As Health Bill Dies, California Activists Turn to Single Payer Bill
[courtesy of California Progress Report]
By Jesse Douglas Allen-Taylor
Advocates of single payer health insurance in California are saying that the collapse of the Nuñez-Perata-Schwarzenegger health care bill is a good thing and are moving forward with reviving their own single-payer legislation.
“We were opposed to the Nuñez bill,” Vote Health representative Kay Eisenhower said by telephone this week. “We considered it a step backwards.”
Vote Health is an Alameda County-based health care activist organization.
Eisenhower said statewide single-payer health care advocates will be holding a two-day conference in Los Angeles later this month to talk about ways to put State Senator Sheila Kuehl’s (D-Santa Monica-Los Angeles) SB 840 single-payer health care bill back on track. “SB 840’s not dead,” she said. “It’s only on ice.”
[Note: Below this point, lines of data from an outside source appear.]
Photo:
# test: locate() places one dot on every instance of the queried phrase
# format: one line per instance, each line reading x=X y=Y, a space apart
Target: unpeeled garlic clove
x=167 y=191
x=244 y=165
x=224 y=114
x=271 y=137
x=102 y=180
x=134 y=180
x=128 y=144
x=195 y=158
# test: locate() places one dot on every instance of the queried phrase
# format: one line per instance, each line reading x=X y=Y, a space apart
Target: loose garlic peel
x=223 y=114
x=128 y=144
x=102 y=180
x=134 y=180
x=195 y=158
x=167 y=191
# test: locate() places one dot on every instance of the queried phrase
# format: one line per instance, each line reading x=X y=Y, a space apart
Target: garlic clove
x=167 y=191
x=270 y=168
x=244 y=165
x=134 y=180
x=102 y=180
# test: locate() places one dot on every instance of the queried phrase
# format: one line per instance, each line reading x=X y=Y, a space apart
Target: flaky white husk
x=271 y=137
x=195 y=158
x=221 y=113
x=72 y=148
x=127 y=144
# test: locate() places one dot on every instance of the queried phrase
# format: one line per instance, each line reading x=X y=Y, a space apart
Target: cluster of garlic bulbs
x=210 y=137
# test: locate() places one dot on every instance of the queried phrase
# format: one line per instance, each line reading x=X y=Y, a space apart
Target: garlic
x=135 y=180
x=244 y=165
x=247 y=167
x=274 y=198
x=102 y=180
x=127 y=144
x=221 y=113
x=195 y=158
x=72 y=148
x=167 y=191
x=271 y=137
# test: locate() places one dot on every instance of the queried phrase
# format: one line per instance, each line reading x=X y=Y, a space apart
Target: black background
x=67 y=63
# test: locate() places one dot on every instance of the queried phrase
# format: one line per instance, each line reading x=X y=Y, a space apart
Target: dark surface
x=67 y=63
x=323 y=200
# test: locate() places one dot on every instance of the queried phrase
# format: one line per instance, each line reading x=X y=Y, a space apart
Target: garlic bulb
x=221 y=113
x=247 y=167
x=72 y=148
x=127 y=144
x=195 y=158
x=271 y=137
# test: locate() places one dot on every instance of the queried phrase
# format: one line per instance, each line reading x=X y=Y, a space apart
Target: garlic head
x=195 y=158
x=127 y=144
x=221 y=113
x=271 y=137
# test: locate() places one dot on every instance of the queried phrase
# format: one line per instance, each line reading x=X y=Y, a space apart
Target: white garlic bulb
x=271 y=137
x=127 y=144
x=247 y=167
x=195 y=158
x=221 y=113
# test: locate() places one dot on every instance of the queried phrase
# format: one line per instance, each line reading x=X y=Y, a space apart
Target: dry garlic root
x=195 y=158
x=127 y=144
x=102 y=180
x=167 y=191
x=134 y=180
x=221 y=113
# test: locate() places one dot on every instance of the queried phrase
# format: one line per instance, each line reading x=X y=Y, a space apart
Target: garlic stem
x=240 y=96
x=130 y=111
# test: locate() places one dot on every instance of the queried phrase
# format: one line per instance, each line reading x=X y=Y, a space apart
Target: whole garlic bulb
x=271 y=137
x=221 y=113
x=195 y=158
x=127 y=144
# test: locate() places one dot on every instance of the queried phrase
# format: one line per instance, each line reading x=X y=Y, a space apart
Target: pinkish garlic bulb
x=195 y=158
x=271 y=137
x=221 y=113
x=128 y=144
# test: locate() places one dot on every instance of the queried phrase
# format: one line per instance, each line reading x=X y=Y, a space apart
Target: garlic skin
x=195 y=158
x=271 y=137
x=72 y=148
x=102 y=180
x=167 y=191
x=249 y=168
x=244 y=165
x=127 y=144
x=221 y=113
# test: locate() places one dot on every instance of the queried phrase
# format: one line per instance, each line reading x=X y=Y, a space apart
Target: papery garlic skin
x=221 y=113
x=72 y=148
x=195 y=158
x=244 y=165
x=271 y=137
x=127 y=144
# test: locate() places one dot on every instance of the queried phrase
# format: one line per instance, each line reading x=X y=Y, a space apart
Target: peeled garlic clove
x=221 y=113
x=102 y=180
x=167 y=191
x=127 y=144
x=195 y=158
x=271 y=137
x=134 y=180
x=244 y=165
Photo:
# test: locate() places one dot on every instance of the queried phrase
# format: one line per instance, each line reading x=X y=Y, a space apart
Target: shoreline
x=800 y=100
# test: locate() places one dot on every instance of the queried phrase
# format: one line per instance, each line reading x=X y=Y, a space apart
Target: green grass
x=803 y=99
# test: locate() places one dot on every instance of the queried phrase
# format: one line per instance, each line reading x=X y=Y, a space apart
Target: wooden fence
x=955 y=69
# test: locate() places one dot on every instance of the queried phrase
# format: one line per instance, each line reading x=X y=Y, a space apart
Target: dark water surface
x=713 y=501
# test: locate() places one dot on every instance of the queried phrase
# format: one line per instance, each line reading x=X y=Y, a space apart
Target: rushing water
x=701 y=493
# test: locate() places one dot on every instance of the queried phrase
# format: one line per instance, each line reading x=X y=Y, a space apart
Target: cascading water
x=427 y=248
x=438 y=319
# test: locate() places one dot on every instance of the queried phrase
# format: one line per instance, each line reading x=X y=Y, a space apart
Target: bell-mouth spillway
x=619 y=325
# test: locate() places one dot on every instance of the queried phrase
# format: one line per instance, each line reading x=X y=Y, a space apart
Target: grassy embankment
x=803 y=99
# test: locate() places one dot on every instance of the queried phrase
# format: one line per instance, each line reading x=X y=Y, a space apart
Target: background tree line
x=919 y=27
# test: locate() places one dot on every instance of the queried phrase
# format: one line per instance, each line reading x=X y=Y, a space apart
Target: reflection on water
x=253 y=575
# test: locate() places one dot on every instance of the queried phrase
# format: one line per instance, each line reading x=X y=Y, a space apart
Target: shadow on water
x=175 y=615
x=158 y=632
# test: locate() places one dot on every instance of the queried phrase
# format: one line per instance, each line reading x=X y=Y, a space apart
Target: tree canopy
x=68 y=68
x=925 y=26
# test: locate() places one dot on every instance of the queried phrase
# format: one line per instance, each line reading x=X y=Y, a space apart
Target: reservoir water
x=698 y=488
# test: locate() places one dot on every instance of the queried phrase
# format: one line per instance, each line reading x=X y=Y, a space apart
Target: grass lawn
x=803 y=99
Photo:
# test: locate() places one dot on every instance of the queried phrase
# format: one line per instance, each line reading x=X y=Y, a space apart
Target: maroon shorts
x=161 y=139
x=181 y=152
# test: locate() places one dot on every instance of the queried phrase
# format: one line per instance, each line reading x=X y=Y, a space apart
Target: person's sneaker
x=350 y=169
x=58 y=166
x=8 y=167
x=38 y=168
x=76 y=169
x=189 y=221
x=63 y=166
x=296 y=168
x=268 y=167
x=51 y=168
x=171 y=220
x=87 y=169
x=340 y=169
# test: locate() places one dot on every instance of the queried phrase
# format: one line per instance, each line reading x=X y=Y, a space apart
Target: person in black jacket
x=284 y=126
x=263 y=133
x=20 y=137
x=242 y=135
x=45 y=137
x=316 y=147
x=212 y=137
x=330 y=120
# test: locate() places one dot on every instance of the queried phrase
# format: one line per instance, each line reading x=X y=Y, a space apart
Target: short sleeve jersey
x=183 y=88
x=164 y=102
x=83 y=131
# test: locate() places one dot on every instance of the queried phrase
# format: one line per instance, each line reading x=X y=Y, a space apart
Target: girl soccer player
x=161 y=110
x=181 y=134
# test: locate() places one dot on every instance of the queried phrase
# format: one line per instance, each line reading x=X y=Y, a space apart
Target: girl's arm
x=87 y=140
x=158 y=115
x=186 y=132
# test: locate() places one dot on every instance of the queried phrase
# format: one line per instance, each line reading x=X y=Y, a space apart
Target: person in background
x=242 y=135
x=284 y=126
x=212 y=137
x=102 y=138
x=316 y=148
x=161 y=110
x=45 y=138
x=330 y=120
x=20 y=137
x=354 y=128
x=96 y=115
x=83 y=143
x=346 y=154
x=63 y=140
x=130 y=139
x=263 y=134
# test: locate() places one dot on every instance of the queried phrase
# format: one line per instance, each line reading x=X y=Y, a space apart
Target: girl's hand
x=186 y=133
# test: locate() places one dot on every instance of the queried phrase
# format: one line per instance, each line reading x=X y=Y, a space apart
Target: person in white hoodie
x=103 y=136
Two years ago, it seemed dead. After SB 840 passed the state legislature in 2006, Gov. Schwarzenegger vetoed it.
Kuehl revived her single payer bill a year later, and the bill passed the Senate on a 23-15 vote and the Assembly Health Committee on a 12-5 vote last summer, but it stalled in the Assembly Appropriations Committee as attention in the Assembly turned to a compromise bill being put together by Assembly Speaker Fabian Nuñez.
The bill’s summary says it “would establish the California Universal Healthcare System (CUHS) under which all California residents would be eligible for specified health care benefits. The CUHS would, on a single-payer basis, negotiate for or set fees for health care services provided through the system, and pay claims for those services.”
The year 2007 began with promises from many legislative sources to expand health care coverage in California, with State Senate President Don Perata (D-Oakland), Assembly Speaker Fabian Nuñez (D-Los Angeles), Gov. Schwarzenegger, and State Senate Republicans all putting up individual bills or proposals. Eventually, Perata and Nuñez consolidated their two bills into one, ABX1 1, which won Schwarzenegger’s backing.
In contrast to Kuehl’s single-payer system, which would set up a state agency through which all insurance premiums and claims payments would be funneled, ABX1 1 would have required that all California residents “enroll in and maintain at least minimum creditable health care coverage … for themselves and their dependents,” but would continue to allow independent insurance companies to manage the actual coverage itself.